Let's break this down a bit. Our decorator test is a function which takes a function and one or more arguments and returns the function do. The do function first prints the name of the function argument passed in, then prints the result of applying that function to the passed in arguments, and then just returns the result of applying our function to the arguments.

Imagine that we pass one of our functions, like lower_case into test. The result would be a new function that does the same thing that lower_case already does but also prints a few debugging lines for us first. We can apply our decorator to our functions either using decorator syntax like this:

@test
def my_function(): ...

Or, if we're just doing a temporary test it's often easier to just apply it to our operations with map when we call transform, like so.
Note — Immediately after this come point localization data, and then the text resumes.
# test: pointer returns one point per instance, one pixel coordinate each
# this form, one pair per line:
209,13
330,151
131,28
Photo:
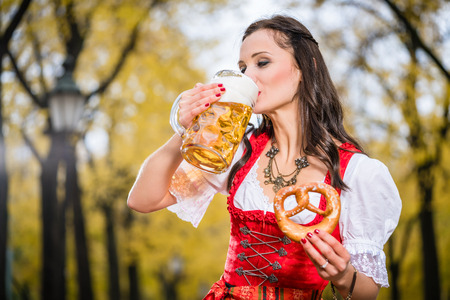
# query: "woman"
301,140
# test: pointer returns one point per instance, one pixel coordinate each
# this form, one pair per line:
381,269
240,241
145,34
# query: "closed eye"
262,63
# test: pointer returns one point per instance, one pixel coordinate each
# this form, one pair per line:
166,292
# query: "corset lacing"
258,272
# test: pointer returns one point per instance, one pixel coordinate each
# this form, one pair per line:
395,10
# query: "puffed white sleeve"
194,189
370,212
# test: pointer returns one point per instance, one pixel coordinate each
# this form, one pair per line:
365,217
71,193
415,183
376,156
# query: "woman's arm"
333,264
150,191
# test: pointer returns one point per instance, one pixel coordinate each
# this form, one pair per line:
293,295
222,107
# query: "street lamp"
66,104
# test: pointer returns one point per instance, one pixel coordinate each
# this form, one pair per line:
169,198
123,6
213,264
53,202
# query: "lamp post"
65,104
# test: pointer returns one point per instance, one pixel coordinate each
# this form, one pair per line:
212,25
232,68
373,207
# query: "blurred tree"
397,53
7,26
121,54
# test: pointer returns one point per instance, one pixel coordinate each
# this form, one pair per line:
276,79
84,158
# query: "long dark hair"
319,105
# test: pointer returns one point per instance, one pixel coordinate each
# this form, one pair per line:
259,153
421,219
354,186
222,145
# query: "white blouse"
370,208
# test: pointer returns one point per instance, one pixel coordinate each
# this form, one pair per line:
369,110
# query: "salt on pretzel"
295,231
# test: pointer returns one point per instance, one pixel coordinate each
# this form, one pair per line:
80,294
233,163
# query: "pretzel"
295,231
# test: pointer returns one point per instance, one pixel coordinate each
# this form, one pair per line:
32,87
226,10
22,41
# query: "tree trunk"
133,281
53,282
394,268
3,201
430,256
74,196
113,262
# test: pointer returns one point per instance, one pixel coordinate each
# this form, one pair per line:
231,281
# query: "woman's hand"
196,100
332,262
328,255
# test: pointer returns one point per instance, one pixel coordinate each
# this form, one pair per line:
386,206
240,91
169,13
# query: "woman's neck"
287,134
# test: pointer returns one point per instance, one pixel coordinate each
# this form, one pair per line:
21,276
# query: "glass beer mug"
214,136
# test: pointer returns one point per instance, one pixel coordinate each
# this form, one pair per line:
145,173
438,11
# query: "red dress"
260,257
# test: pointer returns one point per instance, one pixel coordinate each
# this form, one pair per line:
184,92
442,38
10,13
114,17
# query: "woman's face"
272,68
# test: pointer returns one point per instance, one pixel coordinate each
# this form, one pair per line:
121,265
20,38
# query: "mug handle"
176,126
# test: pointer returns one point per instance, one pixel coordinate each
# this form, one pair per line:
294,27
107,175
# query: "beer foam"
239,87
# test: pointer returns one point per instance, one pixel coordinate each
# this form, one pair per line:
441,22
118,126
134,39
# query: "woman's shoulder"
362,165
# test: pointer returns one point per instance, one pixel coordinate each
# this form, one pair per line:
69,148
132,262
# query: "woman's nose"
251,73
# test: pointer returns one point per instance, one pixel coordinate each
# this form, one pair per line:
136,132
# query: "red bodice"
259,253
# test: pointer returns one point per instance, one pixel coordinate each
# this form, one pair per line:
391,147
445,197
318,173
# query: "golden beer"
213,138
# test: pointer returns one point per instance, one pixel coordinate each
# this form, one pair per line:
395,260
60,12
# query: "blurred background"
86,90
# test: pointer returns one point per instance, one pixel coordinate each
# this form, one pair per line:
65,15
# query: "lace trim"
253,180
193,195
369,259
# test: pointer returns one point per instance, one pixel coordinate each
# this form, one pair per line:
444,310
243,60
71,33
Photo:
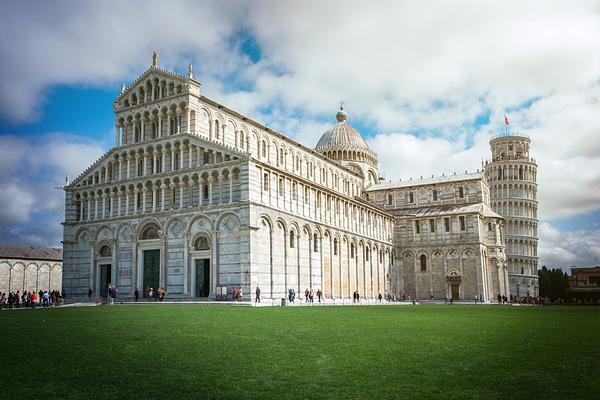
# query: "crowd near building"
197,199
24,269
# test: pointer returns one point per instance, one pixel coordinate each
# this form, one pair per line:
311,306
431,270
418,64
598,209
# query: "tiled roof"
31,253
341,136
425,212
426,181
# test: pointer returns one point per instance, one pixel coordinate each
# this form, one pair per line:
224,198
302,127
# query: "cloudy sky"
427,83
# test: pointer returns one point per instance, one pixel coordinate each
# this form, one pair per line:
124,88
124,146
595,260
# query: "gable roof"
158,71
469,176
31,253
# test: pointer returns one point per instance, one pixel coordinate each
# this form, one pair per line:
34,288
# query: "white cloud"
567,248
15,204
31,209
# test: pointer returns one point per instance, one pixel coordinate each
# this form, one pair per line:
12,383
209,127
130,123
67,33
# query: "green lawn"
168,351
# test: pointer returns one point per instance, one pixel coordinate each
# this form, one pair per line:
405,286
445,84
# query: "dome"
342,136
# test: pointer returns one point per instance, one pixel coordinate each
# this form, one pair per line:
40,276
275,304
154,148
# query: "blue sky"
427,84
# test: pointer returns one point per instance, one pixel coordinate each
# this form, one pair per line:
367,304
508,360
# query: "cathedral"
198,199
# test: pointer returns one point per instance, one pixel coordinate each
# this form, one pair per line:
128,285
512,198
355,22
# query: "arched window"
150,232
202,243
105,251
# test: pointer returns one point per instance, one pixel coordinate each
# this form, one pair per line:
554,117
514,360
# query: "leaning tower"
512,179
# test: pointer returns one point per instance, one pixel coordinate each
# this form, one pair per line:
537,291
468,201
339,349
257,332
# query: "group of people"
238,294
152,295
31,299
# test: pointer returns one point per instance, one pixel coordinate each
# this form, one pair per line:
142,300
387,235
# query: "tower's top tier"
510,147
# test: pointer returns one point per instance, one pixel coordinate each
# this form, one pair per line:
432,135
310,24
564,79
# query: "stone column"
230,187
181,194
200,191
188,116
126,201
88,216
103,204
144,195
119,195
181,157
144,163
92,262
159,133
135,200
153,198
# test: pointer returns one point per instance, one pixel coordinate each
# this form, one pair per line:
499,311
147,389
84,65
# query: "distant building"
584,282
198,199
30,268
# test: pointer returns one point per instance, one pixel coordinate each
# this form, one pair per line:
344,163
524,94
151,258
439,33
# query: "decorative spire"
342,115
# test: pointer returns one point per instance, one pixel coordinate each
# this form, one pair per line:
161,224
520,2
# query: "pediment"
181,83
110,156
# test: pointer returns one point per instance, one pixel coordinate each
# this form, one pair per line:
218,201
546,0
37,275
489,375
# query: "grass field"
193,351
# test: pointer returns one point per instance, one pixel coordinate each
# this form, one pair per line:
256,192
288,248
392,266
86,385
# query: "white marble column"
153,198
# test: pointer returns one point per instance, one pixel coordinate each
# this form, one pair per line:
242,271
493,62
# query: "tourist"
46,299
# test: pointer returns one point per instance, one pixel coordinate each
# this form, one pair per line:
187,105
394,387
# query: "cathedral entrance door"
105,274
455,295
151,270
202,277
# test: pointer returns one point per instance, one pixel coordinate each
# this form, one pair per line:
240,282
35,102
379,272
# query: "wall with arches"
25,275
292,252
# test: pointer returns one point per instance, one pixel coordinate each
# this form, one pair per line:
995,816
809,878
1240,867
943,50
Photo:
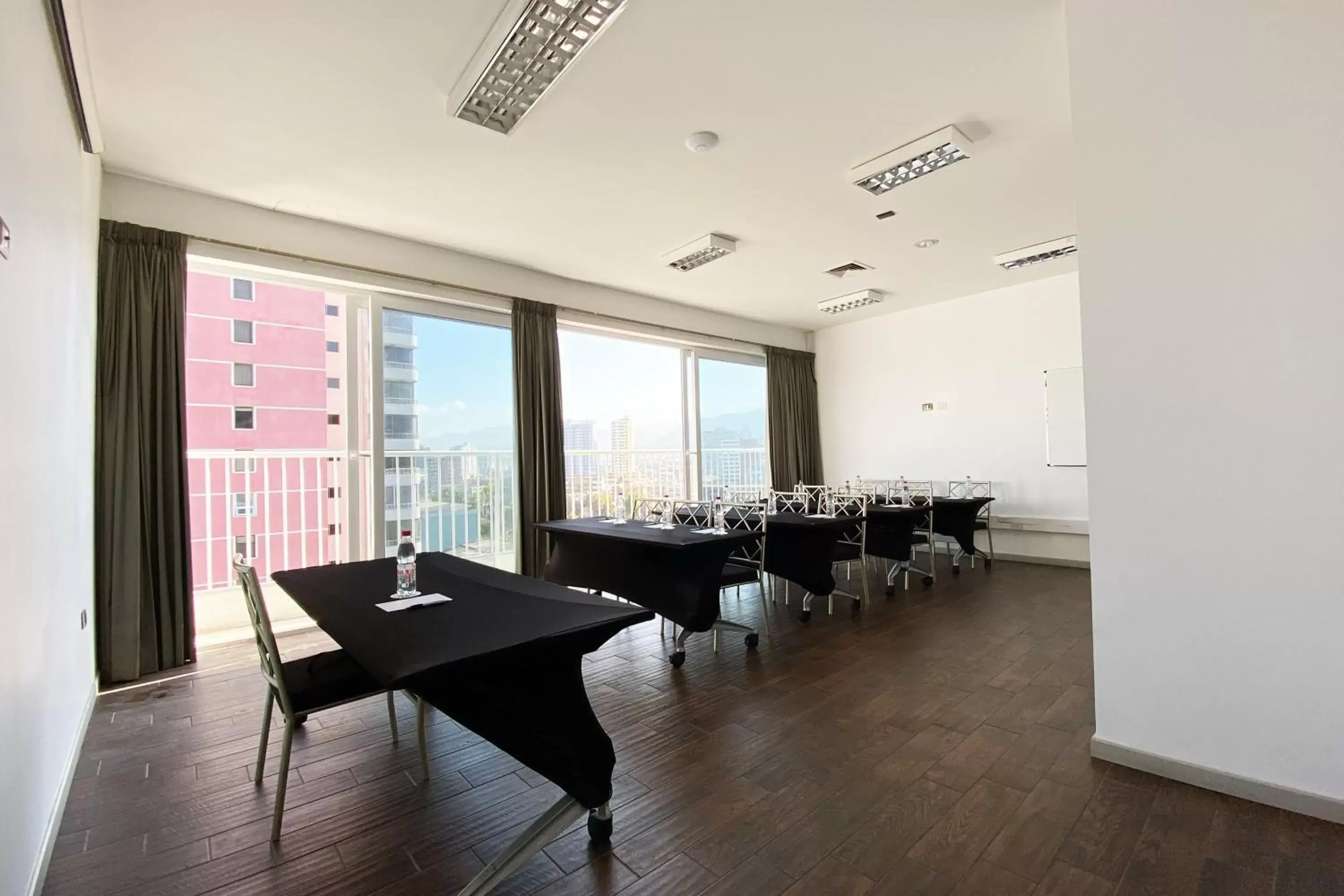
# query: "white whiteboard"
1066,432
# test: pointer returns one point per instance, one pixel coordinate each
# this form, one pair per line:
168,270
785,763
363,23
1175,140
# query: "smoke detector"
701,252
1038,253
914,160
702,142
851,302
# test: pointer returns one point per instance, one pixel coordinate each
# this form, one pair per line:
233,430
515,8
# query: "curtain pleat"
795,426
143,543
541,429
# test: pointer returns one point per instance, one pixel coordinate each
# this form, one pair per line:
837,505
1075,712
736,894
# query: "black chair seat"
326,679
844,551
733,574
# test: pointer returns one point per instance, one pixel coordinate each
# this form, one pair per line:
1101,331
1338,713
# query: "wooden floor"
937,743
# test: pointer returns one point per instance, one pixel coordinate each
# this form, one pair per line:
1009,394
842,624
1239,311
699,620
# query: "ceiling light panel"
912,162
1038,253
851,302
701,252
545,39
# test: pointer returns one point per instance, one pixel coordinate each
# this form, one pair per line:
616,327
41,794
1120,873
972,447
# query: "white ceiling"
338,111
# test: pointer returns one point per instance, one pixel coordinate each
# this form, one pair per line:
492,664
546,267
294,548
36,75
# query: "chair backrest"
746,517
789,501
851,504
267,648
969,488
818,496
654,509
691,512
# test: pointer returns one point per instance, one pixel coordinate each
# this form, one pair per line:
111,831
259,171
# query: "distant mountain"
749,424
492,439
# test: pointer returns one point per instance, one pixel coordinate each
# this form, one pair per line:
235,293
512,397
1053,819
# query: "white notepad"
409,603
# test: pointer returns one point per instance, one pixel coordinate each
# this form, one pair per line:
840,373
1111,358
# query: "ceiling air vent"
1038,253
912,162
849,268
851,302
701,252
531,45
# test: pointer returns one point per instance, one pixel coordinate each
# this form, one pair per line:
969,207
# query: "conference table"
674,571
503,657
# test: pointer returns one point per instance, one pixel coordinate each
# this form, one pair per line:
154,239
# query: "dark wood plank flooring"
936,743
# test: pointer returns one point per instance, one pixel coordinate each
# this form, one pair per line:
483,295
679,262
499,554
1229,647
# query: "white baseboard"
1051,562
49,836
1223,782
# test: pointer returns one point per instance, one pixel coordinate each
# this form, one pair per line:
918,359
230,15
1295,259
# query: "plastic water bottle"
406,566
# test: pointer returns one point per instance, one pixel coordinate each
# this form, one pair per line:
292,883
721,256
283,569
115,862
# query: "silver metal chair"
851,547
306,685
969,488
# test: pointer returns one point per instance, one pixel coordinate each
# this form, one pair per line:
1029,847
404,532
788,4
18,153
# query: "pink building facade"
265,425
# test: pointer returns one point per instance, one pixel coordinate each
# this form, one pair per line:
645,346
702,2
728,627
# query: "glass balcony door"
445,385
730,412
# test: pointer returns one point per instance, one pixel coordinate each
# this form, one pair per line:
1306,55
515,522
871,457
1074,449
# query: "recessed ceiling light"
533,43
702,142
912,162
851,302
701,252
1038,253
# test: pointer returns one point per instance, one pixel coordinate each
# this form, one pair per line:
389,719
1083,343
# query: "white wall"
49,197
211,217
1211,233
982,355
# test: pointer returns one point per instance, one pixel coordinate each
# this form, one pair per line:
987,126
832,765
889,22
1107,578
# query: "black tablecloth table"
894,530
956,519
676,573
800,548
503,659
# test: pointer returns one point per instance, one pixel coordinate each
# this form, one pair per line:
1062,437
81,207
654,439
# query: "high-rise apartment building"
265,412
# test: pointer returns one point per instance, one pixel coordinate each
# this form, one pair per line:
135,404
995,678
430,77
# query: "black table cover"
956,519
672,571
892,530
801,550
503,659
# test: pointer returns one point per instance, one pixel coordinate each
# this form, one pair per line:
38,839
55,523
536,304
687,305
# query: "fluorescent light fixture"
533,43
851,302
701,252
912,162
1038,253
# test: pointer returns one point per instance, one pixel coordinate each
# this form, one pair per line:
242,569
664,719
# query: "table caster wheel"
600,831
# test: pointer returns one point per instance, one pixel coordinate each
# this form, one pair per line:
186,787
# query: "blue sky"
465,374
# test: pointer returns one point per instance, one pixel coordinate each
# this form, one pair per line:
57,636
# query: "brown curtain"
541,429
143,544
795,429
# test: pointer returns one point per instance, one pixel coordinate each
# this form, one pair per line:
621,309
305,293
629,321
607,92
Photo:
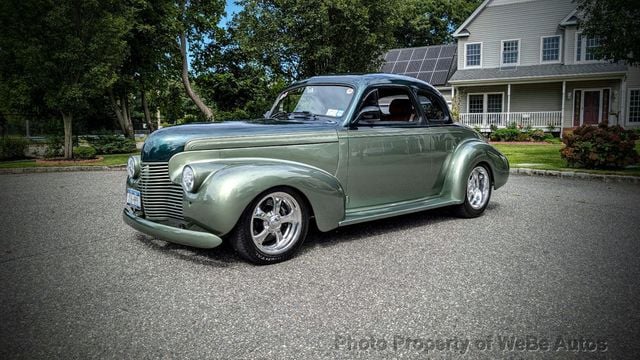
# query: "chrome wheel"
276,223
478,188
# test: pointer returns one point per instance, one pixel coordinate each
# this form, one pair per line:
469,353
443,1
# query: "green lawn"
547,157
108,160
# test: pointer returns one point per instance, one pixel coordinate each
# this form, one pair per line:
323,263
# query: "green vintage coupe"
333,150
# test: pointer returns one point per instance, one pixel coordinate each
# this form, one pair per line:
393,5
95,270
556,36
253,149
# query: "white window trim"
601,90
584,51
627,120
465,56
502,51
485,102
559,50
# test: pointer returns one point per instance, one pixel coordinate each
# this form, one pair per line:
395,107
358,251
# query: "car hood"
162,144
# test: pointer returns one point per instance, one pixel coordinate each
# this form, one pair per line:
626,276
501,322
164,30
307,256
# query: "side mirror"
369,114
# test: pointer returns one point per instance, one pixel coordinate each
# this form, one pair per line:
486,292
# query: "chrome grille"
161,199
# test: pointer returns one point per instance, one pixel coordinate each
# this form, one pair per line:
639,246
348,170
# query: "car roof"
365,80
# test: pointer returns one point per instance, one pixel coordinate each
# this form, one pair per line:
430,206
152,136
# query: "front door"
389,158
591,112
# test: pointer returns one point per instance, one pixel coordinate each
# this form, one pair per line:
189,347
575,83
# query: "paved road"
555,260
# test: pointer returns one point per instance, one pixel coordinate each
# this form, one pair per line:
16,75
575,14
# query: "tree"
194,24
430,22
616,24
298,39
239,86
63,51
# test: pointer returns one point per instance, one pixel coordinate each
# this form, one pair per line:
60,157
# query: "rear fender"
469,154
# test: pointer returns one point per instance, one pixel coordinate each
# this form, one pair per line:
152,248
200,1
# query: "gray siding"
614,85
536,97
524,20
462,93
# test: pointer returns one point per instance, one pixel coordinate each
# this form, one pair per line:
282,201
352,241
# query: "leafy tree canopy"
616,23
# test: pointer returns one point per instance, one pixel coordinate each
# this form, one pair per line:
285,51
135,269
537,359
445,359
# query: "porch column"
623,103
508,104
564,90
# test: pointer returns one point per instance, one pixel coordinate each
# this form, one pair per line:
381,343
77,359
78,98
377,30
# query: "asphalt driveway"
551,270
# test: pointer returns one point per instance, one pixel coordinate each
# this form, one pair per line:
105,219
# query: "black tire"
270,252
471,208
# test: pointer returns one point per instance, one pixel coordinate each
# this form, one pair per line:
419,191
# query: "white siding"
524,20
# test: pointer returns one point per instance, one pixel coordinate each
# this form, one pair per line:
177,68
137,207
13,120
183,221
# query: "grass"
108,160
547,157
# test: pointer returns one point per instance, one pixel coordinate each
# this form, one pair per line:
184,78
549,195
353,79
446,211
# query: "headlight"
188,179
133,167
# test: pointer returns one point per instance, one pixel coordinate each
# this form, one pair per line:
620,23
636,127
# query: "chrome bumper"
168,233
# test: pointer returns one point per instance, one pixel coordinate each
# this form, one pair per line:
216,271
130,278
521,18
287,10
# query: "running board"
369,213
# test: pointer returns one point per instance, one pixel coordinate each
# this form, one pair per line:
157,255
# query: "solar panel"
432,64
405,54
392,56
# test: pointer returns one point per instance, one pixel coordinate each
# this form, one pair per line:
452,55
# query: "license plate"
133,198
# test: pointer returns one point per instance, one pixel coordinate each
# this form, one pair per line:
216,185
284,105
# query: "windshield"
310,102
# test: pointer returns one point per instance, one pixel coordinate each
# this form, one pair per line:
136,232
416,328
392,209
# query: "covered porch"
589,95
545,120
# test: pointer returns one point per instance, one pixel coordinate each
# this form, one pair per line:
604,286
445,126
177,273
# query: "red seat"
400,110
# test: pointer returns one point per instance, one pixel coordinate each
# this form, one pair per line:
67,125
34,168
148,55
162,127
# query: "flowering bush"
603,146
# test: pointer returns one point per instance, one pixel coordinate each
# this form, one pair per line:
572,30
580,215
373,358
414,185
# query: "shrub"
603,146
84,152
55,147
506,134
12,148
112,144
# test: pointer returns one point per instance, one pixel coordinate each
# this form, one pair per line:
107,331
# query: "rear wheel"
478,193
272,228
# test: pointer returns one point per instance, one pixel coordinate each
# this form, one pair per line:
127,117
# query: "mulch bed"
63,162
521,142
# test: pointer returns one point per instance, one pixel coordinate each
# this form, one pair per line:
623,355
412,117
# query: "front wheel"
272,228
478,193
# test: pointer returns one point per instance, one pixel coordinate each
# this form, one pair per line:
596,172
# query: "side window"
432,108
396,107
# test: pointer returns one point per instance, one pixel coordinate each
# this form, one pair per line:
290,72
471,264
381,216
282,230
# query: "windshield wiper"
303,114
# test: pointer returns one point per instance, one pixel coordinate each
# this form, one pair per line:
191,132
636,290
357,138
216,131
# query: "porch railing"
539,119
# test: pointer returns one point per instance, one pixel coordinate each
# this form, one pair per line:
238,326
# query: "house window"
473,55
586,48
485,103
476,103
550,48
634,105
510,51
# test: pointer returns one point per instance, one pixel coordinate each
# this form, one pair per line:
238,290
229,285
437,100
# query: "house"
433,64
526,61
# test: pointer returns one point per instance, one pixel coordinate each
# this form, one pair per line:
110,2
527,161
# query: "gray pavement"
553,261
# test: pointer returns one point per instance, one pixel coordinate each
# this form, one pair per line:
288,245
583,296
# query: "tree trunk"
68,135
145,108
126,110
122,114
185,80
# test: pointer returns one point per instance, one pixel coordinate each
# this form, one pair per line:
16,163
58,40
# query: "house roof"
538,72
571,19
433,64
461,31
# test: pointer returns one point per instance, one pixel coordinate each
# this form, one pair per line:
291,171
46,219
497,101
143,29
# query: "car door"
388,157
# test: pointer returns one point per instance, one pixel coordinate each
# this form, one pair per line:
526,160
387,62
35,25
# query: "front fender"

result = transform(testSentence, operations=map(test, [remove_punctuation,
                                                       lower_case,
                                                       whitespace_tokenizer]))]

-- Applying: remove_punctuation
Result: Call me Ishmael Some years ago never mind how long precisely having little or no money in my purse and nothing particular to interest me on shore I thought I would sail about a little and see the watery part of the world 
-- Applying: lower_case
Result: call me ishmael some years ago never mind how long precisely having little or no money in my purse and nothing particular to interest me on shore i thought i would sail about a little and see the watery part of the world 
-- Applying: whitespace_tokenizer
Result: ['call', 'me', 'ishmael', 'some', 'years', 'ago', 'never', 'mind', 'how', 'long', 'precisely', 'having', 'little', 'or', 'no', 'money', 'in', 'my', 'purse', 'and', 'nothing', 'particular', 'to', 'interest', 'me', 'on', 'shore', 'i', 'thought', 'i', 'would', 'sail', 'about', 'a', 'little', 'and', 'see', 'the', 'watery', 'part', 'of', 'the', 'world', '']

Now transform outputs our debug lines for us to inspect.

And the Top Word Is

Okay, now that we have things working, let's find out what the top words are.

frequencies = Counter()
for chapter in chapters():
    frequencies.update(transform(chapter))

frequencies.most_common(10)
>>> [('whale', 1139), ('man', 525), ('ship', 507), ('ahab', 504), ('old', 446), ('sea', 435), ('head', 334), ('time', 332), ('long', 330), ('boat', 329)]

Something about whales, ships and ahab. That sounds about right.